Nedra Sequence Morris, a 50-year-old Black transgender woman, was “strong, feisty, opinionated” and loved talking to her many friends on the phone. On May 14, 2022, Morris was fatally shot in Opa-locka, Florida. Morris’ death is at least the 14th violent killing of a transgender or gender non-conforming person in 2022. We say “at least” because too often these deaths go unreported — or misreported.
More than 100 people held a vigil at an intersection where Morris’ body was found. A cousin spoke at the memorial, stating “We pray, that God speaks to us, we don’t go out with a vengeance, that we know justice will be served."
Several friends also remembered her on social media, with one writing “You’ve been that listening ear for a long time. You made me laugh every time we spoke.” Another wrote “Sequence this one hits hard you was a sweet and beautiful person and gona be truly missed I love you baby sleep pretty you’ve gain your wings.”
Tatiana Williams, Morris’ friend and the founder of local advocacy group Trans Inclusive, hopes her friend’s killer is found. She stated that “When these deaths happen and people that are working in the PD or in the community, they don't know how to advocate for us, so a lot of times these cases go cold."
Police are looking for a 2017 Jaguar F-PACE that left Morris’ body at the intersection of NW 32nd Avenue and NW 132nd Terrace. Those with information are urged to call Miami Dade Crime Stoppers at 305-471-TIPS and may remain anonymous.
More than 10,000 hate crimes in the U.S. involve a firearm each year, which equates to more than 28 each day, according to a 2020 report from HRC, Everytown for Gun Safety Support Fund, Giffords Law Center and Equality Florida titled “Remembering and Honoring Pulse: Anti-LGBTQ Bias and Guns Are Taking Lives of Countless LGBTQ People.” The report also notes a marked increase in anti-LGBTQ+ hate crimes, especially against transgender people. According to the 2017-2022 Transgender Homicide Tracker, the vast majority of confirmed homicides against transgender people have involved a gun, with Black transgender women accounting for 73% of all transgender gun homicide victims. Further, advocates saw a 43% increase in the formation of anti-LGBTQ+ hate groups in 2019.
At the state level, transgender and gender non-conforming people in Florida are not explicitly protected from discrimination in employment, housing, education and public spaces. Florida does not include sexual orientation and/or gender identity as a protected characteristic in its hate crimes law.
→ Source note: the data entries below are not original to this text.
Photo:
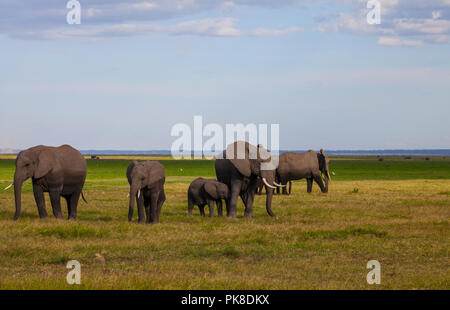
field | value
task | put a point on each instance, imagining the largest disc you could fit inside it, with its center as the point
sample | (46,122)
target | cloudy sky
(133,69)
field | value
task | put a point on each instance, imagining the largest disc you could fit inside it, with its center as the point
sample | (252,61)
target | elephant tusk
(267,184)
(279,185)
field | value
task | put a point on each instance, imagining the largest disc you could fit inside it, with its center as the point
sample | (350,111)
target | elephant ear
(243,166)
(211,189)
(238,154)
(156,172)
(45,164)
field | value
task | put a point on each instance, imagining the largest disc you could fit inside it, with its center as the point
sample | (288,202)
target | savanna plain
(396,211)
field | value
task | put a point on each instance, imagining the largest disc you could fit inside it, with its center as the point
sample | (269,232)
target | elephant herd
(240,170)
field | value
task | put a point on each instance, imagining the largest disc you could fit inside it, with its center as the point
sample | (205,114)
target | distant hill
(433,152)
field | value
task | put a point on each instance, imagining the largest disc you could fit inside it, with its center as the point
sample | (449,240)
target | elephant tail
(82,196)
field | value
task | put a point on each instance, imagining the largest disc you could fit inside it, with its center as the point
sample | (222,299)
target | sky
(133,69)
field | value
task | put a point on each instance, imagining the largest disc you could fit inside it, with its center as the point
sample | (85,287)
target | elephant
(146,181)
(277,192)
(59,171)
(310,165)
(240,174)
(203,192)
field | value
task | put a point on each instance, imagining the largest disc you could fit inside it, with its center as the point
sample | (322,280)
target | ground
(396,211)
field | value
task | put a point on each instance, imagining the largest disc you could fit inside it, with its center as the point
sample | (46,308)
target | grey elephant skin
(146,181)
(240,174)
(209,192)
(309,165)
(260,186)
(59,171)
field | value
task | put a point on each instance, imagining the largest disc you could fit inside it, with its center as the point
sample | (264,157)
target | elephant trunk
(269,195)
(18,195)
(327,180)
(133,196)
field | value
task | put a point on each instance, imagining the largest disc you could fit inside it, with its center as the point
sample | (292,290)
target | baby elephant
(146,181)
(207,192)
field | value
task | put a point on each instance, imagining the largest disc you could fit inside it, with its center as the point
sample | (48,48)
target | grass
(395,211)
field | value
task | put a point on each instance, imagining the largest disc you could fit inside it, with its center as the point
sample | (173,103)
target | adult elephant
(146,181)
(204,192)
(59,171)
(239,167)
(310,165)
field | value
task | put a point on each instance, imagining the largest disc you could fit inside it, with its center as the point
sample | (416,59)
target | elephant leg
(190,204)
(211,204)
(319,182)
(309,184)
(154,207)
(147,209)
(284,188)
(72,205)
(227,206)
(201,208)
(235,191)
(249,205)
(161,200)
(40,200)
(55,199)
(219,208)
(140,205)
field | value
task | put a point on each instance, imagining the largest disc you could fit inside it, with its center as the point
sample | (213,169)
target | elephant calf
(310,165)
(204,192)
(146,181)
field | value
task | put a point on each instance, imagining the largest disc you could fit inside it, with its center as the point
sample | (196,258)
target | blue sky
(133,69)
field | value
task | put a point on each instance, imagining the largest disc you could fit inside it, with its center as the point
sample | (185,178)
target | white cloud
(392,41)
(217,27)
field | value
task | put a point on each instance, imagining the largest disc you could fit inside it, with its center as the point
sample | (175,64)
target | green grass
(396,211)
(392,168)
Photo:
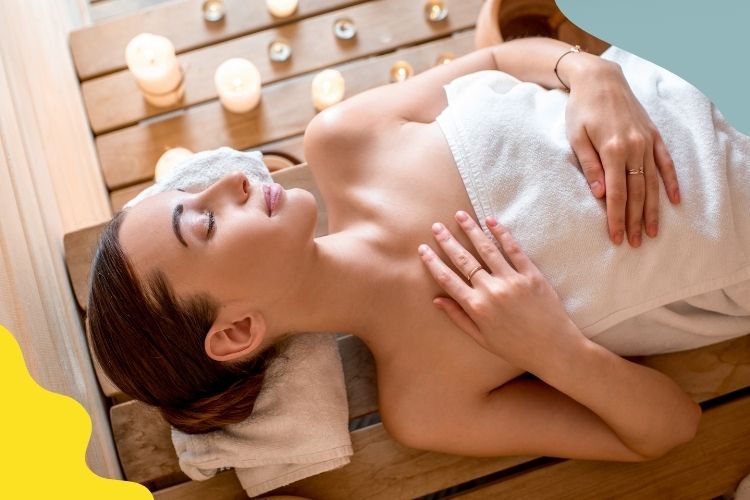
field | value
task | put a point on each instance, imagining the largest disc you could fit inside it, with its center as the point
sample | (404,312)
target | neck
(337,291)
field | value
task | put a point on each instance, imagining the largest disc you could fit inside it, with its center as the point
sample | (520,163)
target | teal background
(706,43)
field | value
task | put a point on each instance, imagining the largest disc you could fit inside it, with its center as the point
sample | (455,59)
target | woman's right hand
(611,133)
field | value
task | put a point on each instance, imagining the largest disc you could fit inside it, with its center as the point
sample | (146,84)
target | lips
(272,194)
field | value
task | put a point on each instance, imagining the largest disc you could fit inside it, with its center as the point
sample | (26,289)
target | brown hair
(150,343)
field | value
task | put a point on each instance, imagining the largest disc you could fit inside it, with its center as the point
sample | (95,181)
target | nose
(233,186)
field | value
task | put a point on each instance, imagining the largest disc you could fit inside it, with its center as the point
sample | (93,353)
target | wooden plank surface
(128,155)
(703,373)
(709,466)
(144,442)
(114,101)
(100,49)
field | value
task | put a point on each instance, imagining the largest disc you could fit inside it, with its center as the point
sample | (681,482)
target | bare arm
(514,313)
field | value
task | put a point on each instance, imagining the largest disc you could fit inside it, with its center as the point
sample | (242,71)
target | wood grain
(148,447)
(709,466)
(100,49)
(128,155)
(143,437)
(114,101)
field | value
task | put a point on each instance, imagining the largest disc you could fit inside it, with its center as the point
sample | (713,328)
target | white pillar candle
(281,8)
(328,88)
(152,61)
(237,81)
(169,160)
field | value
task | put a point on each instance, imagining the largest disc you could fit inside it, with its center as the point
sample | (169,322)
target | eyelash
(211,224)
(211,221)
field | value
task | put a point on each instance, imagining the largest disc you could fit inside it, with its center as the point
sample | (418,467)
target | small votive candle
(213,10)
(435,10)
(237,82)
(444,58)
(328,88)
(169,160)
(400,71)
(151,60)
(281,8)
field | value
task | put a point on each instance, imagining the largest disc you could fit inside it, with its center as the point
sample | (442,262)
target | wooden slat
(693,370)
(114,101)
(144,441)
(709,466)
(100,49)
(80,245)
(292,148)
(128,156)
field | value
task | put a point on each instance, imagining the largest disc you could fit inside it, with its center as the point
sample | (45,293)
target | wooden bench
(130,135)
(386,469)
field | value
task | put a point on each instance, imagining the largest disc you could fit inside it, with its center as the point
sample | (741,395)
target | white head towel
(299,425)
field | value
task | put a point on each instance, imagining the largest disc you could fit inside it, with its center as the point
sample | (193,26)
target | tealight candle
(152,61)
(281,8)
(328,88)
(400,71)
(237,81)
(435,10)
(169,160)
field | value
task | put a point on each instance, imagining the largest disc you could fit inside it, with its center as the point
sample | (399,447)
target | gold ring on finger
(473,272)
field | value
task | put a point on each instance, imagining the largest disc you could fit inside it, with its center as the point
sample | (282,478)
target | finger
(636,197)
(487,249)
(459,317)
(510,246)
(444,276)
(651,203)
(461,258)
(590,162)
(614,162)
(666,168)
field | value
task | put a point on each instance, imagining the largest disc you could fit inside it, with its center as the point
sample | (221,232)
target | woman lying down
(483,223)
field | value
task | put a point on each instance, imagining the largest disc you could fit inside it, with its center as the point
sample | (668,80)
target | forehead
(146,234)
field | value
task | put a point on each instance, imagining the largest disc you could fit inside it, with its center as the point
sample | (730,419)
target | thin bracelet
(575,49)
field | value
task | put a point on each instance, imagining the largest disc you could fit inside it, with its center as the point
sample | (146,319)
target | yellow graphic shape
(43,439)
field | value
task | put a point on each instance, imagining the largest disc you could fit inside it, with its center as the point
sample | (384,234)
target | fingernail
(635,240)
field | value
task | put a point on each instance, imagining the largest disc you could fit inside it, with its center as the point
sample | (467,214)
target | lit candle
(151,60)
(328,88)
(169,160)
(237,81)
(281,8)
(400,71)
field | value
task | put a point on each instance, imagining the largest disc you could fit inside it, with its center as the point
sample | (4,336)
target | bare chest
(424,362)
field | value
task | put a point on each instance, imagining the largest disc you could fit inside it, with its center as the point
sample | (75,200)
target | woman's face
(247,255)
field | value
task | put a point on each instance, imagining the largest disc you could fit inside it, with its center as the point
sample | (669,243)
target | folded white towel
(299,424)
(509,141)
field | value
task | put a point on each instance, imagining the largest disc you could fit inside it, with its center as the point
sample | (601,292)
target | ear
(228,341)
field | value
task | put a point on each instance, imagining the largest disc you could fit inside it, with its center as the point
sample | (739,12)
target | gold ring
(473,272)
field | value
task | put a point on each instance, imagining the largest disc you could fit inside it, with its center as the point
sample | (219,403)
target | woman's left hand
(513,313)
(611,133)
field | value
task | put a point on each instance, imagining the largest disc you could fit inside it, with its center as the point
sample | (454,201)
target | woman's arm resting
(514,313)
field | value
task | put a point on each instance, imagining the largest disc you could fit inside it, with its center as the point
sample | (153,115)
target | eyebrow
(176,214)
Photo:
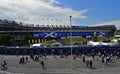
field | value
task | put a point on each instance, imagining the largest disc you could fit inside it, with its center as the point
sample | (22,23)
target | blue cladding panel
(66,34)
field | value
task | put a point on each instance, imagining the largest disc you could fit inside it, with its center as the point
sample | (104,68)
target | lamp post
(71,41)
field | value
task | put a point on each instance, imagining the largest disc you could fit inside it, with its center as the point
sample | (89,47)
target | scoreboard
(68,34)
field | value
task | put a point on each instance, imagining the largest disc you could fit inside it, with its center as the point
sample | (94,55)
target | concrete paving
(59,66)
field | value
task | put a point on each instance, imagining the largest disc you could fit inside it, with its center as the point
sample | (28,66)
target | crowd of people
(87,59)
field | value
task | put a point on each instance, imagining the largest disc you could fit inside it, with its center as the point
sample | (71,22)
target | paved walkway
(58,66)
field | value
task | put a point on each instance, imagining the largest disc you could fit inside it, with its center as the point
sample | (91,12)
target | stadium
(19,30)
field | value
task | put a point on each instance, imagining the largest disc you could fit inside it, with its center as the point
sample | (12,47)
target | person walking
(42,64)
(91,63)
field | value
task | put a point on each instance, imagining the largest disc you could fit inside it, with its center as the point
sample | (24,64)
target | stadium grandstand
(19,30)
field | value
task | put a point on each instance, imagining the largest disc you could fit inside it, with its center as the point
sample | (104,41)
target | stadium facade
(19,30)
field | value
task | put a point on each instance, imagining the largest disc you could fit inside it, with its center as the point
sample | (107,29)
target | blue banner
(67,34)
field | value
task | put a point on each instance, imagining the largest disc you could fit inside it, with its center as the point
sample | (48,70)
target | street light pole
(71,41)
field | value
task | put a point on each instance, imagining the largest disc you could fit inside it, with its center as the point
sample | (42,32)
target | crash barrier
(58,50)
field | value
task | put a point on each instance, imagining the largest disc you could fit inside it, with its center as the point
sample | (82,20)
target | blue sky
(98,10)
(83,12)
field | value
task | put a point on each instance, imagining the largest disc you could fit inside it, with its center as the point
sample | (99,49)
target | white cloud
(116,23)
(33,11)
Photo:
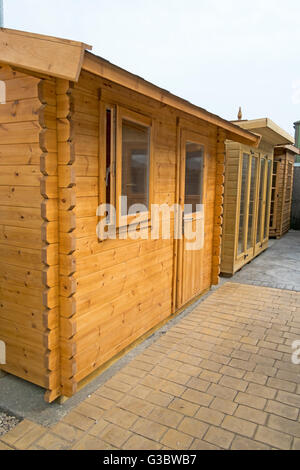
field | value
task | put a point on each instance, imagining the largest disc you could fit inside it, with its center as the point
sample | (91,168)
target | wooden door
(247,190)
(192,198)
(263,204)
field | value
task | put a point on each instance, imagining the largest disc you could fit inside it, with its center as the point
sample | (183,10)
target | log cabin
(247,196)
(77,132)
(282,190)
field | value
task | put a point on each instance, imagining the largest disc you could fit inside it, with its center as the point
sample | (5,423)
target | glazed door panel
(192,200)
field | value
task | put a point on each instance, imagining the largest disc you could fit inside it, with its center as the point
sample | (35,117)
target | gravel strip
(7,423)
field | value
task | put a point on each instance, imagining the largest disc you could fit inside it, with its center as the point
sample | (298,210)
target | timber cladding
(247,201)
(254,193)
(69,301)
(282,190)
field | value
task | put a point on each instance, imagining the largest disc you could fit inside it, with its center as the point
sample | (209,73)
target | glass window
(243,202)
(268,199)
(135,164)
(108,155)
(252,202)
(194,175)
(261,199)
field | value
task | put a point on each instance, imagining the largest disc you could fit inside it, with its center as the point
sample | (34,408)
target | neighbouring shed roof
(269,131)
(289,148)
(65,59)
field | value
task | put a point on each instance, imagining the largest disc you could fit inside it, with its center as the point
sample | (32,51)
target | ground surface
(219,375)
(279,266)
(222,378)
(7,423)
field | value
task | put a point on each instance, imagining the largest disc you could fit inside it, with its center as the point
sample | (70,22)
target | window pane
(193,175)
(244,190)
(261,198)
(252,202)
(108,154)
(135,164)
(267,211)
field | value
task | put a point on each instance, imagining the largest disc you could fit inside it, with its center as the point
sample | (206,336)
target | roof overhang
(63,58)
(43,54)
(269,131)
(289,148)
(105,69)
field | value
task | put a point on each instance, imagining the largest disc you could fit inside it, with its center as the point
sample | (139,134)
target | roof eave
(106,70)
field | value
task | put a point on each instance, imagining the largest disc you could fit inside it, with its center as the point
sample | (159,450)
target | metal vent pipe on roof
(297,134)
(1,14)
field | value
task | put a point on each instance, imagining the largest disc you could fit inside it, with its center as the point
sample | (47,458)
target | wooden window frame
(118,115)
(104,106)
(146,121)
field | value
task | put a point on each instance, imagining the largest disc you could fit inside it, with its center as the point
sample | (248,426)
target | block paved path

Though we have recently seen some political gains that support and affirm transgender people, we have also faced unprecedented anti-LGBTQ+ attacks in the states. As of this writing, more than 300 anti-LGBTQ+ bills are under consideration in state legislatures across the country, nearly 150 of which directly target transgender people.
We must demand better from our elected officials and reject harmful anti-transgender legislation at the local, state and federal levels, while also considering every possible way to make ending this violence a reality. It is clear that fatal violence disproportionately affects transgender women of color, especially Black transgender women. The intersections of racism, transphobia, sexism, biphobia and homophobia conspire to deprive them of necessities to live and thrive, so we must all work together to cultivate acceptance, reject hate and end stigma for everyone in the trans and gender non-conforming community.